Husband appealed to the Western District, pointing to one prior case where a former spouse remarried but had an annulment within several days but the appellate court still terminated maintenance because a remarriage occurred. The Western District distinguished this case, noting that the marriage ceremony was authorized under state law and the parties had procured a marriage license; they simply annulled the marriage afterward because of fraud. For the appellate court, the key prerequisite to “remarriage” is the legitimate procurement of a marriage license. In this case, wife and Jesse never procured a marriage license, and their ceremony, no matter how advertised, was not an authorized wedding ceremony because the person officiating had no ability to perform a wedding ceremony. As a result, husband had to continue paying maintenance.
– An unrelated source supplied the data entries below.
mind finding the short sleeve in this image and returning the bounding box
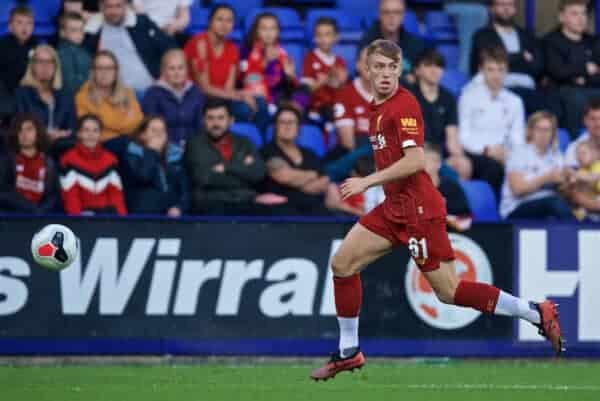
[393,94,425,149]
[333,87,355,128]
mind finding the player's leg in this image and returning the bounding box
[424,260,564,355]
[331,222,392,353]
[311,214,394,381]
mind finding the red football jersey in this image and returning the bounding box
[301,49,347,111]
[184,32,240,89]
[369,86,447,223]
[333,78,373,137]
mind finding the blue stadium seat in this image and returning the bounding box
[440,68,467,97]
[460,180,500,222]
[185,4,210,35]
[305,9,363,44]
[436,44,459,69]
[213,0,262,22]
[362,8,420,36]
[557,128,571,153]
[266,124,326,158]
[231,122,264,149]
[29,0,61,37]
[281,43,304,77]
[0,1,16,36]
[245,7,304,42]
[425,11,457,42]
[333,44,358,76]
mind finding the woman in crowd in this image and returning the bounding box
[183,4,269,132]
[15,45,75,142]
[142,49,204,145]
[500,111,573,220]
[0,114,59,214]
[75,50,143,142]
[60,114,127,216]
[261,105,359,216]
[120,116,190,216]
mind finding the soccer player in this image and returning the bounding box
[310,39,564,381]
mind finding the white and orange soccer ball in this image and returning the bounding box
[31,224,78,271]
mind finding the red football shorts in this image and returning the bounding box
[358,203,455,272]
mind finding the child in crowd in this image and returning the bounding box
[0,5,37,94]
[60,114,127,216]
[301,17,348,123]
[241,13,301,108]
[57,12,92,96]
[573,140,600,220]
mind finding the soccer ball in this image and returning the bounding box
[31,224,79,271]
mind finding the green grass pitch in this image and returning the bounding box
[2,360,599,401]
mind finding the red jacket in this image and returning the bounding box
[59,142,127,215]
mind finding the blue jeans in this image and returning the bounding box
[507,196,574,220]
[444,3,489,75]
[231,96,270,135]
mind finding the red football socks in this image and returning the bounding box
[334,274,362,317]
[454,280,500,314]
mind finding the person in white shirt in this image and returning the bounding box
[450,45,525,195]
[500,111,573,220]
[133,0,191,37]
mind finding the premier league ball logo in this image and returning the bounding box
[405,234,493,330]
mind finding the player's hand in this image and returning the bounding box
[212,163,225,173]
[340,177,369,200]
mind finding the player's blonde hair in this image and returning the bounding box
[366,39,402,63]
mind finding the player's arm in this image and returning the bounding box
[340,146,424,199]
[365,146,425,187]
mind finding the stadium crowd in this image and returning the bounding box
[1,0,600,223]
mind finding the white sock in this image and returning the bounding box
[338,317,359,357]
[495,291,541,324]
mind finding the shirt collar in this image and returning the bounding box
[314,48,336,66]
[353,78,373,103]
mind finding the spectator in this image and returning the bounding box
[543,0,600,138]
[570,140,600,220]
[121,116,190,216]
[424,142,472,230]
[262,105,356,216]
[183,4,269,133]
[470,0,551,116]
[0,5,37,94]
[84,0,176,93]
[16,45,76,142]
[0,114,59,214]
[333,47,373,150]
[142,49,204,145]
[241,13,301,109]
[500,111,573,220]
[444,0,489,75]
[409,49,469,172]
[75,50,144,141]
[57,12,92,96]
[62,0,93,22]
[359,0,426,82]
[565,97,600,166]
[455,46,525,194]
[184,98,267,215]
[60,114,127,216]
[133,0,191,38]
[301,17,348,123]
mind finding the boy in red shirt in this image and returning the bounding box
[302,17,348,123]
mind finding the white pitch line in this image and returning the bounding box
[407,384,600,392]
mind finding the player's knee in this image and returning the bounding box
[331,252,357,277]
[434,287,455,304]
This case highlights an issue that frustrates some spouses paying maintenance, namely, that a former spouse can live as a married person and receive all of the financial benefits but not get a marriage license and therefore continue to receive maintenance – even though the purpose of maintenance is a temporary stopgap on the road to self-sufficiency. When a former spouse moves on and moves in with a new person and shares a life and expenses together, why should maintenance continue?

This question has two answers. First, marriage is a legal act that obligates both spouses to duties of support to the other during marriage and possibly after divorce. A second marriage frees the support obligation of the spouse from the first marriage. While this seems like a strange legal fiction, (a) it is the law and (b) it makes sense in having a clear line of shift of support. Also, Missouri does not recognize common law marriage, where a couple holds itself as a married unit without an actual marriage license. But the second part of the answer to the question provides an avenue of relief – if the spouse paying maintenance can show that the new living arrangement of the former spouse is a cohabitation and intermingling of income and assets and expenses so that the new companion is essentially a new source of income that reduces the former spouses expenses, these changes in circumstances could support a reduction or even a termination of maintenance.

A final reminder: maintenance is not meant as a lifetime of support, but only a temporary compensation for a former spouse’s inability to become self-sufficient due to the nature of the marriage. At a certain point, the law will impose an expectation that the former spouse become self-sufficient and reduce maintenance (unless the former spouse lacks the capacity, due to illness or disability, to become self-sufficient).